Department of Anatomy and Cell Biology, University of Florida College of Medicine, Gainesville, FL, USA.
Cell Cycle. 2013 Aug 15;12(16):2598-607. doi: 10.4161/cc.25591. Epub 2013 Jul 9.
Microtubule-poisoning drugs, such as Paclitaxel (or Taxol, PTX), are powerful and commonly used anti-neoplastic agents for the treatment of several malignancies. PTX triggers cell death, mainly through a mitotic arrest following the activation of the spindle assembly checkpoint (SAC). Cells treated with PTX slowly slip from this mitotic block and die by mitotic catastrophe. However, cancer cells can acquire or are intrinsically resistant to this drug, posing one of the main obstacles for PTX clinical effectiveness. In order to override PTX resistance and increase its efficacy, we investigated both the enhancement of mitotic slippage and the block of mitotic exit. To test these opposing strategies, we used physiological hyperthermia (HT) to force exit from PTX-induced mitotic block and the anaphase-promoting complex/cyclosome (APC/C) inhibitor, proTAME, to block mitotic exit. We observed that application of HT on PTX-treated cells forced mitotic slippage, as shown by the rapid decline of cyclin B levels and by microscopy analysis. Similarly, HT induced mitotic exit in cells blocked in mitosis by other antimitotic drugs, such as Nocodazole and the Aurora A inhibitor MLN8054, indicating a common effect of HT on mitotic cells. On the other hand, proTAME prevented mitotic exit of PTX and MLN8054 arrested cells, prolonged mitosis, and induced apoptosis. In addition, we showed that proTAME prevented HT-mediated mitotic exit, indicating that stress-induced APC/C activation is necessary for HT-induced mitotic slippage. Finally, HT significantly increased PTX cytotoxicity, regardless of cancer cells' sensitivity to PTX, and this activity was superior to the combination of PTX with pro-TAME. Our data suggested that forced mitotic exit of cells arrested in mitosis by anti-mitotic drugs, such as PTX, can be a more successful anticancer strategy than blocking mitotic exit by inactivation of the APC/C.

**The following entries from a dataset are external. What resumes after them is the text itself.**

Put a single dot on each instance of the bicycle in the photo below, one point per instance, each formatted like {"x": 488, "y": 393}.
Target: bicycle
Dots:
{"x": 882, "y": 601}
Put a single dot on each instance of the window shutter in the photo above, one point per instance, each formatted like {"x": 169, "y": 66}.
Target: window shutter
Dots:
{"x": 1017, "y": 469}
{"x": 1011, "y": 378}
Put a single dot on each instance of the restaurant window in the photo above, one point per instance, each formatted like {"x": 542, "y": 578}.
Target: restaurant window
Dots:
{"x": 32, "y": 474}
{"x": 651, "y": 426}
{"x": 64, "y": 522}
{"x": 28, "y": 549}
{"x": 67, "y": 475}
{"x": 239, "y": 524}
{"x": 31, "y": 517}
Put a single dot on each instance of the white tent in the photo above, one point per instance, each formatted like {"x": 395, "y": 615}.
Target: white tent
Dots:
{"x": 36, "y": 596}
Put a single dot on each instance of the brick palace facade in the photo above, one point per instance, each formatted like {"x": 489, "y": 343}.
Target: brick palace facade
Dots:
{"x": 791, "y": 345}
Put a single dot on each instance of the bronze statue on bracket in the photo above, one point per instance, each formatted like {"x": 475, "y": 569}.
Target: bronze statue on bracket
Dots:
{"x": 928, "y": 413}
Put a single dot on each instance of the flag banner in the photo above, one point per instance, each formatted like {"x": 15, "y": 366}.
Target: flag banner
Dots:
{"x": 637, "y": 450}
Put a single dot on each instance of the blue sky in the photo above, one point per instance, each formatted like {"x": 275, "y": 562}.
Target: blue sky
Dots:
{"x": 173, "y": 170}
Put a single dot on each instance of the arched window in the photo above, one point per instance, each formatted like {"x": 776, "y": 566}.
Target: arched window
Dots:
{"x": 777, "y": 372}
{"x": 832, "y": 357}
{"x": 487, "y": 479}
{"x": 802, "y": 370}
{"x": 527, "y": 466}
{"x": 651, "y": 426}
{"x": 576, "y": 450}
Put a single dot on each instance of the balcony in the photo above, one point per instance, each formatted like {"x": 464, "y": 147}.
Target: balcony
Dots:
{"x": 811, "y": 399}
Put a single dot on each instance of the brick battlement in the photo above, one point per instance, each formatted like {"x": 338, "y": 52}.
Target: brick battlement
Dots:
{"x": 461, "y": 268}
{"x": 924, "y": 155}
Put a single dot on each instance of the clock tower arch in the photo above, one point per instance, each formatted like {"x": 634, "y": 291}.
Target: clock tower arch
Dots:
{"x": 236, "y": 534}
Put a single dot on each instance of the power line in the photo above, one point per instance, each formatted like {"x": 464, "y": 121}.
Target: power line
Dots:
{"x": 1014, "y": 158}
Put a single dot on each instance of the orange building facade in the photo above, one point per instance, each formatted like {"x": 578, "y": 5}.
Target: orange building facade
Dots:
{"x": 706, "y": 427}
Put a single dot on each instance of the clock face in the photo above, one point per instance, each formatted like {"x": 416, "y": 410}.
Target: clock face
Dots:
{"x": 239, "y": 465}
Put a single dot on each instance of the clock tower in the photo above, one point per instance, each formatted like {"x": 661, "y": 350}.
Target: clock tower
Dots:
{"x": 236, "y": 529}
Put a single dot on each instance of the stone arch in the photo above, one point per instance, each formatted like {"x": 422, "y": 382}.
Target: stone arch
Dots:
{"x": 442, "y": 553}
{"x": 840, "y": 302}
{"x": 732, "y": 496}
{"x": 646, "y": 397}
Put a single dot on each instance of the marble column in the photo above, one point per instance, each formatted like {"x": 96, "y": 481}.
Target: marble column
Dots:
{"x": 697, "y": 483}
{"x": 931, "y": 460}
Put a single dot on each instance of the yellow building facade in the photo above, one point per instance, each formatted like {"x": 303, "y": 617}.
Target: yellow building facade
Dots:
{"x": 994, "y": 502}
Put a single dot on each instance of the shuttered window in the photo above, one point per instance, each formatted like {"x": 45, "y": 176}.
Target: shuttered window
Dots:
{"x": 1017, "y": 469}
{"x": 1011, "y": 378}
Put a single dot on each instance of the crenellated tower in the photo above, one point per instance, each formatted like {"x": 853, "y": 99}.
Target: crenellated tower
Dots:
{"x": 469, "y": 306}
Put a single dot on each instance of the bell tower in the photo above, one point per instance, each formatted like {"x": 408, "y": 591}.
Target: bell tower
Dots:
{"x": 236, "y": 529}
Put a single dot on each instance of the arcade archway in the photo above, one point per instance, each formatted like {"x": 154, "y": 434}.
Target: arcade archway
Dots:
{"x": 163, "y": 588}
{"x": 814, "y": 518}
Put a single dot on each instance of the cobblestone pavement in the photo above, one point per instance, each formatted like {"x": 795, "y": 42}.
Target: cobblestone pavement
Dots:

微管毒素药物,如紫杉醇(或 Taxol,PTX),是治疗多种恶性肿瘤的强效且常用的抗肿瘤药物。PTX 通过激活纺锤体组装检查点(SAC)引起有丝分裂停滞,从而引发细胞死亡。用 PTX 处理的细胞会缓慢地从有丝分裂阻滞中滑脱,并通过有丝分裂灾难而死亡。然而,癌细胞可以获得或固有地对这种药物产生抗性,这是 PTX 临床疗效的主要障碍之一。为了克服 PTX 耐药性并提高其疗效,我们研究了促进有丝分裂滑脱和阻止有丝分裂退出的方法。为了测试这些相反的策略,我们使用生理高温(HT)迫使细胞从 PTX 诱导的有丝分裂阻滞中退出,并使用 APC/C 抑制剂 proTAME 阻止有丝分裂退出。我们观察到,将 HT 应用于 PTX 处理的细胞会迫使有丝分裂滑脱,这表现为 cyclin B 水平的迅速下降和显微镜分析。同样,HT 诱导了其他抗有丝分裂药物,如诺考达唑和 Aurora A 抑制剂 MLN8054 阻滞的细胞中的有丝分裂退出,表明 HT 对有丝分裂细胞有共同的作用。另一方面,proTAME 阻止了 PTX 和 MLN8054 阻滞细胞的有丝分裂退出,延长了有丝分裂并诱导了细胞凋亡。此外,我们表明 proTAME 阻止了 HT 介导的有丝分裂退出,表明应激诱导的 APC/C 激活是 HT 诱导的有丝分裂滑脱所必需的。最后,HT 显著增加了 PTX 的细胞毒性,无论癌细胞对 PTX 的敏感性如何,并且这种活性优于 PTX 与 proTAME 的组合。我们的数据表明,对于由抗有丝分裂药物(如 PTX)阻滞的有丝分裂细胞,强制有丝分裂退出可能是比通过 APC/C 失活阻止有丝分裂退出更成功的抗癌策略。